2. I owe it to my wife to retire from obstetrics. We have been married for 31 years. For those 31 years my life has been consumed by medicine. I was in medical school when we were married, then residency, then solo practice with obstetrics. Frequently I cannot do things with her because of the demands of my medical practice. The hardest part of obstetrics practice is the unpredictability of it. She could not plan anything with the assurity that I would be there. We have never taken a vacation for longer than a week and for the last several years, our “vacations” have been less than a week. It is time for us to do more things together and for her to be able to plan things with the confidence that she can count on me.

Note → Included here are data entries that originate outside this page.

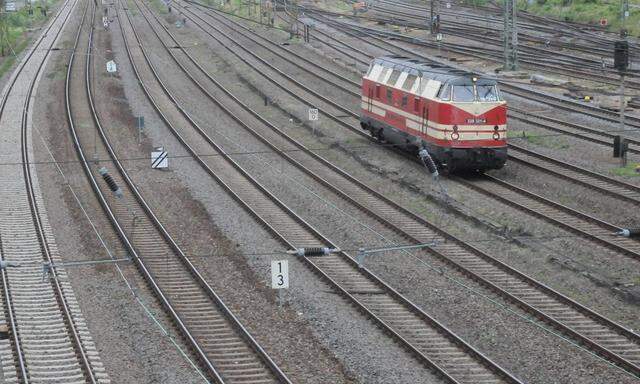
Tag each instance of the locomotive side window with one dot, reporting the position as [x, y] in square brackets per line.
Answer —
[445, 92]
[369, 70]
[408, 83]
[463, 93]
[487, 93]
[422, 84]
[394, 77]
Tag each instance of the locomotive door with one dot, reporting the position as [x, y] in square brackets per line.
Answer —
[424, 119]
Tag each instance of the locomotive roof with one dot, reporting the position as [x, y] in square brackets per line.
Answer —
[432, 71]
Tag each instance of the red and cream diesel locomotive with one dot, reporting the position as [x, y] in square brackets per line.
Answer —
[458, 117]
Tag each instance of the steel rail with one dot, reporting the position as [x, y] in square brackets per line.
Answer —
[526, 59]
[151, 280]
[613, 187]
[539, 96]
[314, 172]
[44, 245]
[343, 257]
[585, 225]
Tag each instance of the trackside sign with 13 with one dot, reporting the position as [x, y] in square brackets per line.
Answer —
[313, 114]
[111, 66]
[279, 274]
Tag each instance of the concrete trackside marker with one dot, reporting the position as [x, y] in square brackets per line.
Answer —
[159, 158]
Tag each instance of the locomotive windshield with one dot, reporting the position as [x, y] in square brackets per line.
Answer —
[487, 93]
[467, 93]
[463, 93]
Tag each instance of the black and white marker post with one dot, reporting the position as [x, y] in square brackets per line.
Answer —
[280, 278]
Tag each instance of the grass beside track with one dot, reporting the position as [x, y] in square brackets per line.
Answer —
[587, 11]
[17, 36]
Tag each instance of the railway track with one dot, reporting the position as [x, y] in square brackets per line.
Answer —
[226, 351]
[615, 342]
[517, 90]
[431, 342]
[49, 338]
[577, 222]
[613, 187]
[529, 57]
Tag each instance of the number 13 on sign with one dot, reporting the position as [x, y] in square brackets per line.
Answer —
[279, 274]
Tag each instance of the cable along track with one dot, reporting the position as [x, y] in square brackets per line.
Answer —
[225, 349]
[615, 342]
[431, 342]
[49, 337]
[593, 229]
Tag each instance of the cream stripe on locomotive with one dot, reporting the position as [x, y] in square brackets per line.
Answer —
[440, 131]
[476, 109]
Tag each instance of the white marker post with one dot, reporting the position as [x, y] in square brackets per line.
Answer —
[159, 158]
[111, 66]
[313, 117]
[280, 277]
[439, 40]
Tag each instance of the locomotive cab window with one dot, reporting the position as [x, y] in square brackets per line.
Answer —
[487, 93]
[408, 83]
[383, 74]
[394, 77]
[463, 93]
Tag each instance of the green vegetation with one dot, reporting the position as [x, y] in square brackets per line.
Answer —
[587, 11]
[158, 5]
[629, 171]
[13, 37]
[16, 24]
[553, 142]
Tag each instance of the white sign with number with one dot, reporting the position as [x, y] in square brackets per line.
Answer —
[279, 274]
[111, 66]
[313, 114]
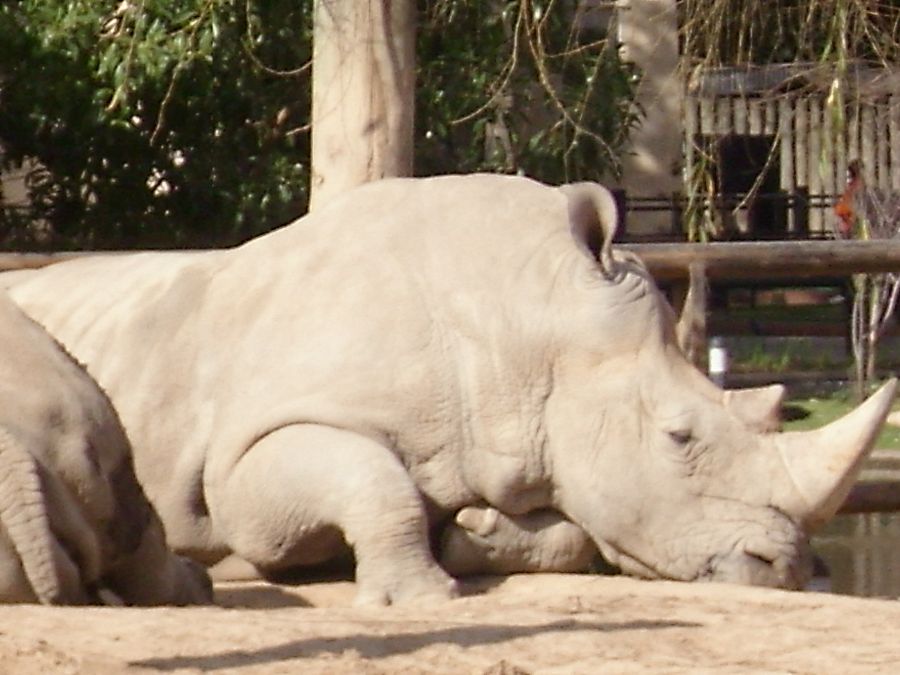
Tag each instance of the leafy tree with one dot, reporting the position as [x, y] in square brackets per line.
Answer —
[186, 122]
[156, 122]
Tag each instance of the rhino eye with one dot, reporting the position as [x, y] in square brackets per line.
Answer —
[681, 436]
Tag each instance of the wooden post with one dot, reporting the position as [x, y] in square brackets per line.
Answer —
[363, 93]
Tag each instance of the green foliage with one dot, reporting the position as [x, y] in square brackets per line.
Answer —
[805, 412]
[736, 32]
[186, 122]
[156, 122]
[512, 86]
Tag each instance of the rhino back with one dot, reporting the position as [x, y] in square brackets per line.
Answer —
[400, 311]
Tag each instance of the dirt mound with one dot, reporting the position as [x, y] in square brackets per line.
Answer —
[523, 624]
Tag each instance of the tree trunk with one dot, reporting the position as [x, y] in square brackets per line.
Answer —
[363, 94]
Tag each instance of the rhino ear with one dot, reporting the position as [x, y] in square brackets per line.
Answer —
[593, 218]
[759, 408]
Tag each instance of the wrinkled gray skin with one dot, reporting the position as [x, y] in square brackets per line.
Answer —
[420, 346]
[73, 520]
[481, 540]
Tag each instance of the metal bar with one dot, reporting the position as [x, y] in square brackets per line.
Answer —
[769, 260]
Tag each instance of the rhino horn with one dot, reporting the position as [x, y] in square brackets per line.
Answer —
[823, 464]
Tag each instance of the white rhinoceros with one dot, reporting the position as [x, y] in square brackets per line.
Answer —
[420, 346]
[73, 519]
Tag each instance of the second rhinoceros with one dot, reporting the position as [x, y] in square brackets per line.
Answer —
[423, 346]
[75, 526]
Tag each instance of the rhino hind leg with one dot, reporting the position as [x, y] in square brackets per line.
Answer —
[304, 492]
[34, 566]
[483, 540]
[146, 572]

3. It is time for me to do some other things in my life. I am very thankful for the opportunity I have had to be a physician and in particular the wonderful experience of assisting new babies to be born. Being in solo practice, while doing that, allowed me to provide a level of personal service to my patients that is not available in any other setting. The consequence to me personally is that I am pretty limited on what I can do away from my practice. At some point in my life I would like to travel both inside and outside our country. I would like to do some medical mission work. I would like to do some classroom teaching. I cannot do these things while waiting for babies to be born. Now is the time to get started on those things.

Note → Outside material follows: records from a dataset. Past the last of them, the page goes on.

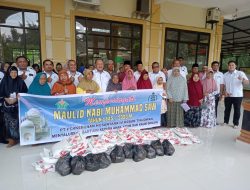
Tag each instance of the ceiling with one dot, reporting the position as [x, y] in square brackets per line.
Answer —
[236, 32]
[236, 37]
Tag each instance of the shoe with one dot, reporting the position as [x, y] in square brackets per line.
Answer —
[224, 124]
[236, 126]
[11, 143]
[4, 141]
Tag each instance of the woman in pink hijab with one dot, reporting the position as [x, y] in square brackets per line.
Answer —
[129, 82]
[208, 116]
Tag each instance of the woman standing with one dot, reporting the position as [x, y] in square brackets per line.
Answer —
[208, 117]
[177, 94]
[10, 87]
[129, 82]
[87, 84]
[114, 84]
[64, 85]
[195, 93]
[39, 85]
[159, 85]
[144, 81]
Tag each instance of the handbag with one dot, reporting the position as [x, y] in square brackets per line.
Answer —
[204, 105]
[10, 108]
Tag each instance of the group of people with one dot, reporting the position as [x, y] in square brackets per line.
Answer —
[201, 91]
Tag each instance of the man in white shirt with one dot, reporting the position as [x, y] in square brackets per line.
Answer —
[48, 67]
[139, 69]
[156, 73]
[183, 68]
[233, 90]
[176, 63]
[219, 79]
[101, 77]
[111, 67]
[26, 72]
[74, 75]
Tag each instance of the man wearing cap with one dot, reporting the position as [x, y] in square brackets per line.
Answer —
[233, 91]
[219, 78]
[176, 63]
[74, 75]
[111, 67]
[126, 66]
[156, 73]
[195, 70]
[101, 77]
[183, 68]
[26, 72]
[139, 69]
[48, 67]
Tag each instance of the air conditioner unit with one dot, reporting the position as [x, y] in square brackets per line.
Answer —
[213, 15]
[88, 2]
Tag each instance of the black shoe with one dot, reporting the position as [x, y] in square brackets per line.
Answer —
[4, 141]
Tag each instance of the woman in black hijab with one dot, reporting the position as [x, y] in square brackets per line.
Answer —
[10, 87]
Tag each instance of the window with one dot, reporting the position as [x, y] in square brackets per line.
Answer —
[19, 35]
[192, 46]
[107, 40]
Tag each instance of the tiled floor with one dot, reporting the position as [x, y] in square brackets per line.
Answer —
[218, 163]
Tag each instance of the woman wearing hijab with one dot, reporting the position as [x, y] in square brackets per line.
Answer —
[195, 92]
[87, 84]
[39, 85]
[64, 85]
[10, 87]
[114, 84]
[129, 82]
[177, 94]
[159, 85]
[208, 117]
[144, 81]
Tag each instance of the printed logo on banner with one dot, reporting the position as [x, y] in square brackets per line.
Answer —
[62, 104]
[152, 97]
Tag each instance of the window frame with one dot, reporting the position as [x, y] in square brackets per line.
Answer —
[178, 41]
[132, 38]
[24, 28]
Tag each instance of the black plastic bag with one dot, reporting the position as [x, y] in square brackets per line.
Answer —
[117, 154]
[128, 150]
[78, 165]
[63, 166]
[104, 160]
[150, 151]
[168, 148]
[158, 147]
[92, 162]
[139, 153]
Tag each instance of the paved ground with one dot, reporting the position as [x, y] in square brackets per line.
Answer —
[218, 163]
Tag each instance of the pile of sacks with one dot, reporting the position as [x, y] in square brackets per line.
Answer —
[78, 153]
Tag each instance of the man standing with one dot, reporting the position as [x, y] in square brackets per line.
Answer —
[101, 77]
[233, 81]
[126, 66]
[2, 126]
[176, 63]
[26, 72]
[111, 67]
[156, 73]
[139, 69]
[48, 67]
[183, 68]
[74, 75]
[203, 73]
[219, 79]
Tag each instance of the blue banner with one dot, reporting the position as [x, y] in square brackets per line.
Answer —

4. I have no confidence in my longevity as a practitioner. I am 55 years old. I have had cancer and have risk factors for heart disease. I am very thankful that I have never experienced a health event that kept me from practicing for more than a few days, but how long until I experience a prolonged or incapacitating health event that would abruptly make me unable to deliver care and thereby leaving my pregnant patients in a difficult position?

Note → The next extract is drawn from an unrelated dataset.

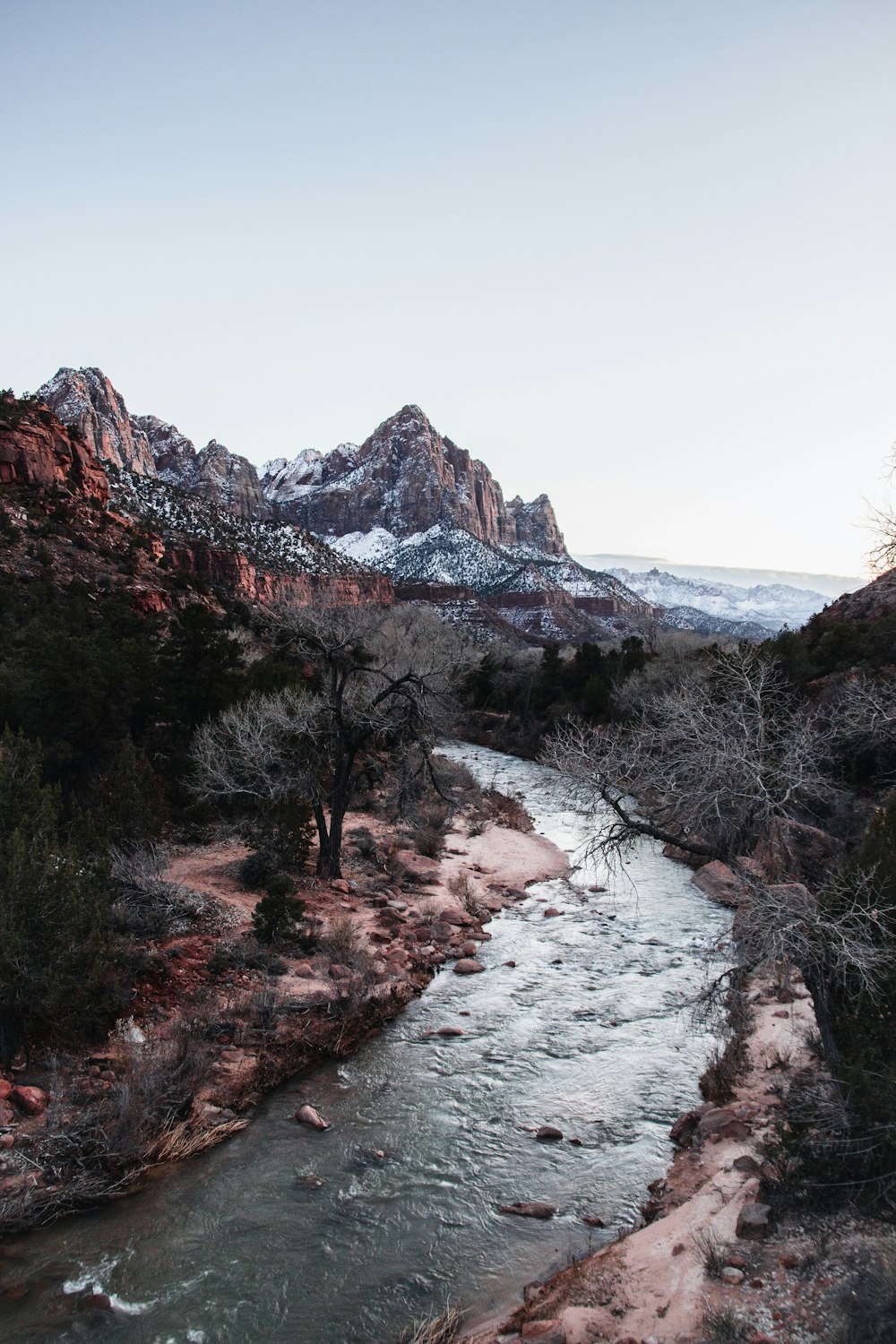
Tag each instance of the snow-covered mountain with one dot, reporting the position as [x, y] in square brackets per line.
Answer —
[767, 607]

The world of American medicine is in turmoil. Doctors everywhere are under incredible pressure. Every interaction with a patient is a potential law suit. Trying to keep up with the burgeoning regulations is impossible. The government is now routinely auditing doctors, trying to find errors and the breaking of regulations. After the audit, they have the power to impose penalties or restrictions on your practice for unknowingly not following one of these ever changing and growing regulations. A recent survey said forty percent of physicians want to retire from medicine in the next five years.

When one agrees to care for a woman during her pregnancy you have made a seven to eight month commitment. Between possible health events and the potential that I will reach my limit on tolerating the insanity of American medicine and the risk that the government will decide I do not toe the establishment line, therefore need to be sanctioned, I no longer believe I can make a seven to eight month commitment. I currently have no plans to retire from practicing medicine all together, but when that day comes, I do not want to leave pregnant women in limbo.

Who knows what the future holds. I already miss being part of this event in people’s lives. My wife and I definitely need some R&R and our first stop is two weeks in Alaska. After that, we will see. In the meantime, I pray another young family physician picks up where I left off.